Nach dem Studium folgte er dem Rat seiner Schwiegereltern, das Bayerische Brauhaus in Pforzheim zu übernehmen. Dort gelang es ihnen, 1978 den „Ratskeller“, in dem bereits zweimal eine Gastronomie insolvent gegangen war, erfolgreich zu etablieren. Die zündende Idee: „Ich habe als erster in Baden-Württemberg naturtrübes Bier verkauft“, verrät Scheidtweiler, eine Spezialität, die in Gemünd Braumeister Hans Ransbach 1975 erfolgreich eingeführt hatte. Den Gästen hat es offensichtlich geschmeckt, denn das erste Sanierungsprojekt der Familie ist seit nun 40 Jahren erfolgreich und markiert den Anfang der Unternehmerkarriere Scheidtweilers.
„Bier braucht Heimat“
Das Herz Scheidtweilers hängt am Bier und an Brauereien. Er vergleich sie mit den Klöstern, beiden besäßen „traditionelle, jahrhundertealte Werte“. Eine ganze Reihe in Schieflage geratener Firmen, etwa die Hatz-Moninger Brauerei in Karlsruhe, Palm-Bräu in Eppingen oder Franz-Bräu in Rastatt, hat er übernommen und wieder auf Erfolgskurs gebracht.

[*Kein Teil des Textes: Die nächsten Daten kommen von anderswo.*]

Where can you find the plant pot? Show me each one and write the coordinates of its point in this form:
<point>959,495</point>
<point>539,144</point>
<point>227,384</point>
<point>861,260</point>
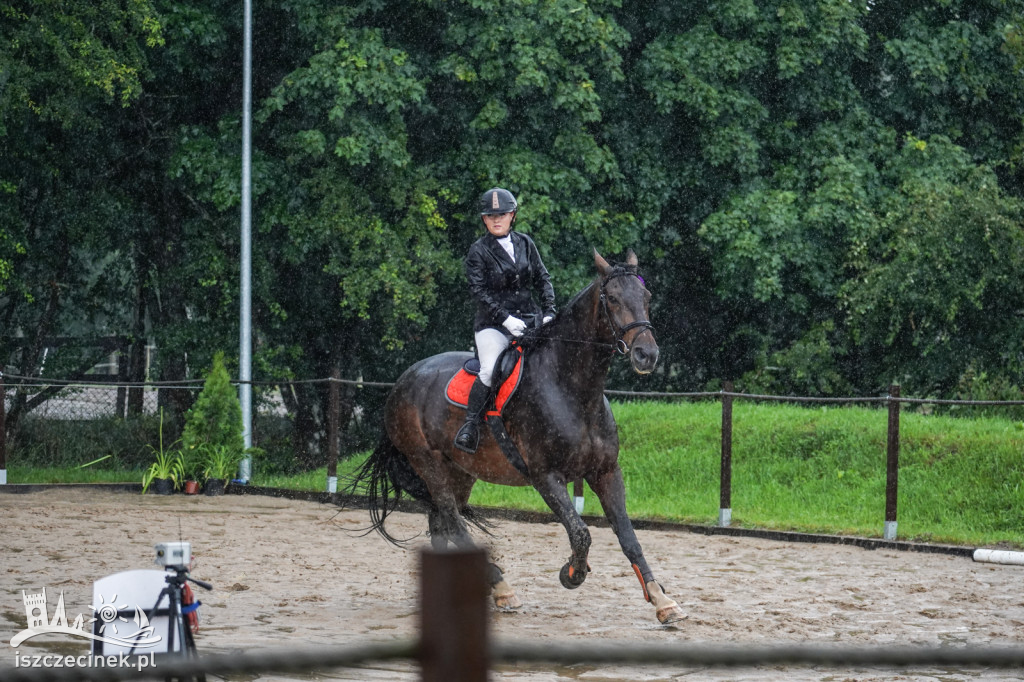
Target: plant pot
<point>214,486</point>
<point>162,485</point>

Das Rezept klingt denkbar einfach: „Wenn ich eine Brauerei kaufe, wird die als selbstständige Braustätte erhalten.“ Der Versuch, nur die Marke am Leben zu erhalten sei in Deutschland schon 600-mal versucht worden und immer in die Hose gegangen. Stattdessen lasse er weiter vor Ort brauen, denn: „Bier braucht Heimat.“
Verkaufen will er nichts, was nicht perfekt ist. „Wenn der Kunde zwölf Euro für einen Kasten Bier bezahlt, dann muss das hundertprozentiges Bier sein“, so Scheidtweiler. Da kann es dann auch schon mal passieren, dass eine Brauerei im Sommer kein Bier verkauft, weil es nicht reif ist.
Hotels sind Sache seiner Frau
Den Begriff Millionär hört er genauso ungern wie den Begriff Reichtum. „Ich kann nicht alle maroden Unternehmen retten, dazu bin ich zu arm – oder besser: zu reich an Schulden“, lächelt er. An den Hotels der Private Hotel Collection ist seine Familie nur federführend beteiligt. Dabei seien die Hotels Sache seiner Frau, er sieht sich als Bierbrauer.

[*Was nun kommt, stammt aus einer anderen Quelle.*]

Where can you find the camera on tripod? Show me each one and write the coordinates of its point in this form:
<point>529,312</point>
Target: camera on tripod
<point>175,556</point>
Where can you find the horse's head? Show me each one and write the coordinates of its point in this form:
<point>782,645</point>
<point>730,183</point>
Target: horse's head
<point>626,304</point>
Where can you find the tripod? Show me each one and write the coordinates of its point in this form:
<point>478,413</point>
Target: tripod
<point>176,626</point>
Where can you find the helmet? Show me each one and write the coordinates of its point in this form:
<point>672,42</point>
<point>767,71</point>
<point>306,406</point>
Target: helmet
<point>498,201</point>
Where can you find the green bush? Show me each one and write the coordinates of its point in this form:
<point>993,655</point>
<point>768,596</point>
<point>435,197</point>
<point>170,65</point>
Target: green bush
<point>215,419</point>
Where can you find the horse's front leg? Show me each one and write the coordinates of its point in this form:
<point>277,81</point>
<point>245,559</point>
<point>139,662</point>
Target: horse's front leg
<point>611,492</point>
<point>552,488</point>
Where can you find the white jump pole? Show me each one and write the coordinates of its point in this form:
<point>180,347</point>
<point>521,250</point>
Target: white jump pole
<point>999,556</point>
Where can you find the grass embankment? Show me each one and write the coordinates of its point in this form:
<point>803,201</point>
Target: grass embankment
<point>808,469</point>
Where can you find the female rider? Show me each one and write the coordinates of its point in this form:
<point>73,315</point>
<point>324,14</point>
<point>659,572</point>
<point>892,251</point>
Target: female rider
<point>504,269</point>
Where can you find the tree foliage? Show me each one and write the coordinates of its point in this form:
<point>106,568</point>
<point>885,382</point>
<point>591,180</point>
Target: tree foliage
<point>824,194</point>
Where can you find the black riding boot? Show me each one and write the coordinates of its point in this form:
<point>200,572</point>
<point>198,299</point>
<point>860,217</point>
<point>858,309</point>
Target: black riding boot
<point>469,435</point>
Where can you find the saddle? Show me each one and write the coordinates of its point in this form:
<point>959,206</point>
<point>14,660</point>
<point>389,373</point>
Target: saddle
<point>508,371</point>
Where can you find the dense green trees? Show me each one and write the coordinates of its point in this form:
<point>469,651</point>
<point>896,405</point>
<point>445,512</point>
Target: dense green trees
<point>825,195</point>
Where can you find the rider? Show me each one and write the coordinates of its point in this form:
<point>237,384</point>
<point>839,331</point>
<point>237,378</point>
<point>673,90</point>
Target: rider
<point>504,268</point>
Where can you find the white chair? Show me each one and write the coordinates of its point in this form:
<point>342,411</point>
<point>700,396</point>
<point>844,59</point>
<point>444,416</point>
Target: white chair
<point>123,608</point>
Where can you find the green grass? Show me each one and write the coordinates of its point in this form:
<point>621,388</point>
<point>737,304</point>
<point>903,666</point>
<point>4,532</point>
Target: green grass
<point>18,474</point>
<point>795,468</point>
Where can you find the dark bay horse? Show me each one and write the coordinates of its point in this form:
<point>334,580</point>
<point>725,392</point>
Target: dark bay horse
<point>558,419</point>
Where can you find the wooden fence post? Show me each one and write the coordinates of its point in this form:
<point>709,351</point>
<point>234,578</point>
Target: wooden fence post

Auch wenn er in Steinfeld und Mariawald gemeinsam mit Pater Lambertus Schild die Geschäftsführung hat. Mit Werner Winkler und Hans Ransbach in Gemünd, Christoph Böhnke in Steinfeld und Wolfgang Nowak in Mariawald hat er Menschen gefunden, die die Geschicke der Häuser im Alltag leiten. Doch die große Linie, das ist unverkennbar, gibt er vor.
Auch die Übernahme des Klosters Steinfeld sei wieder eine Geschichte gewesen, die viele für unmöglich gehalten hätten. „Als wir das in Steinfeld angefangen haben, war nicht abzusehen, dass sich das Kloster schnell so positiv entwickelt“, erzählt er. Er habe damals seiner Familie, die in Steinfeld beteiligt sei, gesagt, sie müssten unabhängig davon so viel verdienen, dass sie sich das leisten könnten.

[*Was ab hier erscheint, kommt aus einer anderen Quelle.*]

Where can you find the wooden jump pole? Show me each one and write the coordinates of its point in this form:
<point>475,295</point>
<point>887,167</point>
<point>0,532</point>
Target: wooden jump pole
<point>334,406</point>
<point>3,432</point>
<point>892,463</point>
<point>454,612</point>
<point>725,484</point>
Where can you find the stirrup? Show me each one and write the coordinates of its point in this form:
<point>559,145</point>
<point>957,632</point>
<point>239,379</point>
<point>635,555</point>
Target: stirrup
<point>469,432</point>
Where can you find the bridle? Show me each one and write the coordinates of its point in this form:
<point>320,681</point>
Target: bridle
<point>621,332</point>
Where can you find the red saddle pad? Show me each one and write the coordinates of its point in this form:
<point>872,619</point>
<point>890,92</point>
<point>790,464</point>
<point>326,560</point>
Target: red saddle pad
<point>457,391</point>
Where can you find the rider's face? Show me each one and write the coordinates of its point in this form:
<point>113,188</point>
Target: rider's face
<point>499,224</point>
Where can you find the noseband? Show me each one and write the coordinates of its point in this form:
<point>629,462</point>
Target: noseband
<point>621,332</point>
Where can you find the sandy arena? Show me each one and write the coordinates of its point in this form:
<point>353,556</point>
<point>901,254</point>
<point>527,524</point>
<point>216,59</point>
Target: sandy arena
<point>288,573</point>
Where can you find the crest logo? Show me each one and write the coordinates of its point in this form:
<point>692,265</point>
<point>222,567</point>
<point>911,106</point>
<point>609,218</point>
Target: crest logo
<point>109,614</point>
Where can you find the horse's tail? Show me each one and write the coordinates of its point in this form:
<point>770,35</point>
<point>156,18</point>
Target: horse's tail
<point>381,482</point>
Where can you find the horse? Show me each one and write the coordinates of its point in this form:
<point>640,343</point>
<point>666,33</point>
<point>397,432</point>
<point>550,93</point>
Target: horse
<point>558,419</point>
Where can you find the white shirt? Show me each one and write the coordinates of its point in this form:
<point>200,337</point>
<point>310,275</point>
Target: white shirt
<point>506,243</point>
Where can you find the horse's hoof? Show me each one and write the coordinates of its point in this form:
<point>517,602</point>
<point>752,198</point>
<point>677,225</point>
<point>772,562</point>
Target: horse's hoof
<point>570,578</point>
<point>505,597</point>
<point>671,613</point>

„Ein Kloster braucht den Orden“
In Steinfeld habe er auf einen Verbleib der Salvatorianer bestanden. „Ein Kloster ist ein spiritueller Ort, der braucht den Orden“, begründet er die Idee. Man hätte natürlich auch ein reines Urlaubs- oder Tagungshotel daraus machen können, aber das sei ohne Sinn. Es gebe alte Klöster, die als Hotel genutzt würden, doch die hätten nicht das Flair. „Ich freue mich immer, wenn die Ordensschwestern im Habit zu sehen sind, so dass man erkennt, dass hier Ordensleute leben“, sagt er.
Ursprünglich hätten die Salvatorianer zugesagt, fünf Jahre zu bleiben, aus denen seien mittlerweile sechs geworden. Der Orden hat inzwischen weitere Häuser aufgegeben, aus denen mehrere Patres nach Steinfeld gekommen sind. „Für die Salvatorianer ist Steinfeld mittlerweile ein Leuchtturmprojekt geworden, nachdem auch die Schule wieder einen großen Zuspruch hat“, stellt er fest.
Über Jahre hätten die Ordensleute nicht gewusst, wie die hohen Instandhaltungskosten bezahlt werden könnten. Jetzt seien sie in der Situation, dass sie sich darum nicht mehr kümmern müssten. „Das ist natürlich genau das Richtige: Sie können sich um ihr Seelenheil und das ihrer anvertrauten Schäfchen und Gemeinden kümmern, nicht um das Haus, das kann ich besser“, so Scheidtweiler mit einem Schmunzeln.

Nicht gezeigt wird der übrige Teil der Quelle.